Stats API should require additional permission / user opt-in

pes10k commented 4 years ago

The stats collected by this API enable two new privacy harms / risks. This spec should enable the main uses of WebRTC, without automatically exposing these additional risks.

a) Leaking communication / plain text

Prior work (e.g. http://www.cs.unc.edu/~fabian/papers/foniks-oak11.pdf) has shown that you can recreate the plain text content of an encrypted, dTLS encoded audio conversation, based on patterns in packet size, frequency, etc. The fine level network information exposed by this API seems to be sufficient to re-carry out this attack. If this is needed for analysis / quality control / etc use, the API should limit it to these special cases (additional permission, for example).

b) Hardware fingerprinting

decoderImplementation, the codec data point, etc reveal information about the underlying hardware beyond what's identified by getUserMedia

youennf commented 4 years ago

a) Leaking communication / plain text

This seems like useful consideration for isolated streams. For regular streams, the web page has access to the audio/text content so this should be fine.

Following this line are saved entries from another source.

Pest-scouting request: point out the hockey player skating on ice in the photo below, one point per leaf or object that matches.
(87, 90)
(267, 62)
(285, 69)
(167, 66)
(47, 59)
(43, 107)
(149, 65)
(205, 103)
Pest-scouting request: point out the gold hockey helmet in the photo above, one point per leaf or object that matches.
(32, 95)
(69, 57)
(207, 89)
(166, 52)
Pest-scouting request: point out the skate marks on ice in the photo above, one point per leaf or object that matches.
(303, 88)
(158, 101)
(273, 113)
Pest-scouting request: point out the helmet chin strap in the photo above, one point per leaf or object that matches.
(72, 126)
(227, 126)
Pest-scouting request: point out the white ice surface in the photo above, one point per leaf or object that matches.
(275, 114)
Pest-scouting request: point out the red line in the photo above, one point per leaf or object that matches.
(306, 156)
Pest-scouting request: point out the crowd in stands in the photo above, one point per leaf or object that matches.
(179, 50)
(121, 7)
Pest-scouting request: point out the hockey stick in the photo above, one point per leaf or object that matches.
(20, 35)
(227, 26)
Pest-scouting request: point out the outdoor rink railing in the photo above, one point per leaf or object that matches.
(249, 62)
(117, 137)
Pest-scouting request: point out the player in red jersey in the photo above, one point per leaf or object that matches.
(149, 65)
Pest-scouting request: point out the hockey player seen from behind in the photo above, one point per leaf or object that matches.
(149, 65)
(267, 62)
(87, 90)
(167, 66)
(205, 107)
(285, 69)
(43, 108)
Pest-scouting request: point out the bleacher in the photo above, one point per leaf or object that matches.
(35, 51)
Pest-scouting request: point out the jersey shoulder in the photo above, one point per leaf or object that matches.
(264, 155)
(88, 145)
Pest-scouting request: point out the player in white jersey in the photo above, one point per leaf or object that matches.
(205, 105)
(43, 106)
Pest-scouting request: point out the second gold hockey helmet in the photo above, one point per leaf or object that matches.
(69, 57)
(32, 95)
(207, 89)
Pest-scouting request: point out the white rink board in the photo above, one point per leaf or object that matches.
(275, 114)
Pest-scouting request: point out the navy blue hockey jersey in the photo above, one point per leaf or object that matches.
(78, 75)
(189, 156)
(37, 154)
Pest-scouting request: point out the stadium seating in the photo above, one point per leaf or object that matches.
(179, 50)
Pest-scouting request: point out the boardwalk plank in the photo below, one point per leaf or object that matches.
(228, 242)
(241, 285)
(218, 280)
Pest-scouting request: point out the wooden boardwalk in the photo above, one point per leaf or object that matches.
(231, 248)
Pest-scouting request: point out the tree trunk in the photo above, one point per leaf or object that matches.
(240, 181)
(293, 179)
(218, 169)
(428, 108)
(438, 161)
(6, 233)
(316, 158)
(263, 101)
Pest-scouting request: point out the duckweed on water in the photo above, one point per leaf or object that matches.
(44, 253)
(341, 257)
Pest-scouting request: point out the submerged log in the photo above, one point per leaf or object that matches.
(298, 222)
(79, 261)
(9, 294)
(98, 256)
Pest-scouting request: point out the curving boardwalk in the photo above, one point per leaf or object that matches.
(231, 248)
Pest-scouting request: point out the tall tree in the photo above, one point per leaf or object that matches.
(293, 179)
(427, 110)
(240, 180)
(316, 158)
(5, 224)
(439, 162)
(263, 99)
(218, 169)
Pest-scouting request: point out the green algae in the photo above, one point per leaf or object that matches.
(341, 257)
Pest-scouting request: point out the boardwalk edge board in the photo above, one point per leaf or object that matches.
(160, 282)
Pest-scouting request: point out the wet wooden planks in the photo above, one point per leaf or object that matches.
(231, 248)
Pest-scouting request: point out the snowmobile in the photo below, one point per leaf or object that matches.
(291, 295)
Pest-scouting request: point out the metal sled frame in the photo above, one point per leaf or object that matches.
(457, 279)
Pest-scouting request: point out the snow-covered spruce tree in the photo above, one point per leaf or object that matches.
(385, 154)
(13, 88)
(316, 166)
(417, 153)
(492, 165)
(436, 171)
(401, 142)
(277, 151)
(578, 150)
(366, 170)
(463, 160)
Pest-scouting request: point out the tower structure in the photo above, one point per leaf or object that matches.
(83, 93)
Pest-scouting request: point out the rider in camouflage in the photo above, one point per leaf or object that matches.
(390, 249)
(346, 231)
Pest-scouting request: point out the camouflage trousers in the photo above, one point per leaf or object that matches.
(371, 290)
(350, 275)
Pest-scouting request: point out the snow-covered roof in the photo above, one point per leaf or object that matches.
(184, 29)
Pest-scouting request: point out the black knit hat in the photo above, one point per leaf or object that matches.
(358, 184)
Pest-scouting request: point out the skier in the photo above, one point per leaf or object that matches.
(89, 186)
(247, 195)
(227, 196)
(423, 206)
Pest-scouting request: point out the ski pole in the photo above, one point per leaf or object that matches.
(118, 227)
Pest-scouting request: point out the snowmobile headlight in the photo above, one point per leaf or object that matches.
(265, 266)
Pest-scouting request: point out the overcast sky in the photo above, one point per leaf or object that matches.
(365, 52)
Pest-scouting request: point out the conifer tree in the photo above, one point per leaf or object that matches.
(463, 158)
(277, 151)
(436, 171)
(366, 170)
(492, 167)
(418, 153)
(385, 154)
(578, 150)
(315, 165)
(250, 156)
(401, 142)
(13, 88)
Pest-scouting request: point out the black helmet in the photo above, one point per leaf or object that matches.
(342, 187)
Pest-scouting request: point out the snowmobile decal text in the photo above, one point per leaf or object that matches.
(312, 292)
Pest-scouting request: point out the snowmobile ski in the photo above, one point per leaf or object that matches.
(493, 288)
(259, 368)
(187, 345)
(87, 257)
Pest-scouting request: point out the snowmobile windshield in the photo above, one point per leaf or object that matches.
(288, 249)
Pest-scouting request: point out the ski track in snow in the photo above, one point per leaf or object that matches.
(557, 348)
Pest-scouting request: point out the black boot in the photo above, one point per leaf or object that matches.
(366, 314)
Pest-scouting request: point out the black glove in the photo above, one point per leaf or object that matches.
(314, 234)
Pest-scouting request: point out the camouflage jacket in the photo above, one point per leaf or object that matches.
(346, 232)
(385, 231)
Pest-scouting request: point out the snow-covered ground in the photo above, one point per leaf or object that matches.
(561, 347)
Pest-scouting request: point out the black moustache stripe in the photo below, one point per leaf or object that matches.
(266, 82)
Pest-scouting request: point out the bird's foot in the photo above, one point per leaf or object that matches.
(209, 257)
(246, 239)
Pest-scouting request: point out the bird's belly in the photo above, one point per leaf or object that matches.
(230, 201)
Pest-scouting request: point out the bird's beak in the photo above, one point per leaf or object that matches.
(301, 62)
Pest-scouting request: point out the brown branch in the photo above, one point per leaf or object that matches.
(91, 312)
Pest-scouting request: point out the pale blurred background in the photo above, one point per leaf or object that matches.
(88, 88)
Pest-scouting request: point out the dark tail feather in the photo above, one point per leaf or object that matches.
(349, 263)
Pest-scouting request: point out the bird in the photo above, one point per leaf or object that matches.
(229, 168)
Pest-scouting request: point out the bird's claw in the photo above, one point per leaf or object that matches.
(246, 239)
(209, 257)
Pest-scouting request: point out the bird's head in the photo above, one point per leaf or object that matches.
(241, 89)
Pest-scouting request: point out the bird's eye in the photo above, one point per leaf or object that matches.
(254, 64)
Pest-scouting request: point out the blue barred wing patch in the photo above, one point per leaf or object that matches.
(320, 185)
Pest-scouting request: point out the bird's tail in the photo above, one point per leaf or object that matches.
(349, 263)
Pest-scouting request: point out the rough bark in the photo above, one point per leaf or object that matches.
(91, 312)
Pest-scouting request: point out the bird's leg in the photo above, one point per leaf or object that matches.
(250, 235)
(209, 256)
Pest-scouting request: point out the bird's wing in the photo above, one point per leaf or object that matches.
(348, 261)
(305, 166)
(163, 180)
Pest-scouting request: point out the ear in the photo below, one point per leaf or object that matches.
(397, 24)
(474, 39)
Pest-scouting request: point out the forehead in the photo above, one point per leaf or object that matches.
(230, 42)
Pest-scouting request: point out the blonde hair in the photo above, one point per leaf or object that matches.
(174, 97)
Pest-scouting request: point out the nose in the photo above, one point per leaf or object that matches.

b) Hardware fingerprinting

Depending on the actual implementation by the browser, this may or may not be an issue. Agreed guidelines would be useful here.

pes10k commented 4 years ago

Hi @youennf. Thank you for the reply. Again though, these privacy leaks need to be addressed in the functionality of the standard; its not sufficient to list them in the concerns section.

You all are the experts on this functionality; if you can't figure out how to design and implement it in a privacy preserving way, no one can ;) (and just as seriously, punting to "implementors will fix" means that either there will be divergent implementations, or, for web compat reasons, everything will get pulled to the least private, most permissive implementation).

fippo commented 4 years ago

The fine level network information exposed by this API seems to be sufficient to re-carry out this attack.

I think that is a bit too general. Lets ignore for a bit that CBR is the answer to this particular attack. Lets also ignore that you have the audio stream.

The key of fon-iks is this: The size of the encryptedpacket therefore reflects properties of the input signal getStats provides packetsSent and bytesSent. With opus we're talking about a typical frame size of 20ms or 50 packets per second. To carry ouf foniks you would need to call getStats with a resolution higher than that.

Lets try this actually. Go to one of the samples and paste the following:

const bytes = [];
let iv = setInterval(async () => {
  const sender = pc1.getSenders()[0];
  const stats = await sender.getStats();
  stats.forEach(s => {
    if (s.type === 'outbound-rtp') {
      bytes.push([s.packetsSent, s.bytesSent]);
    }
  });
}, 10);
setTimeout(() => clearInterval(iv), 2000);

If you do a bytes.map(x => x[0]) you can see that in Chrome there you don't even have enough granularity to capture a single packet. In Firefox you do. @henbos can probably comment on getStats caching in Chrome.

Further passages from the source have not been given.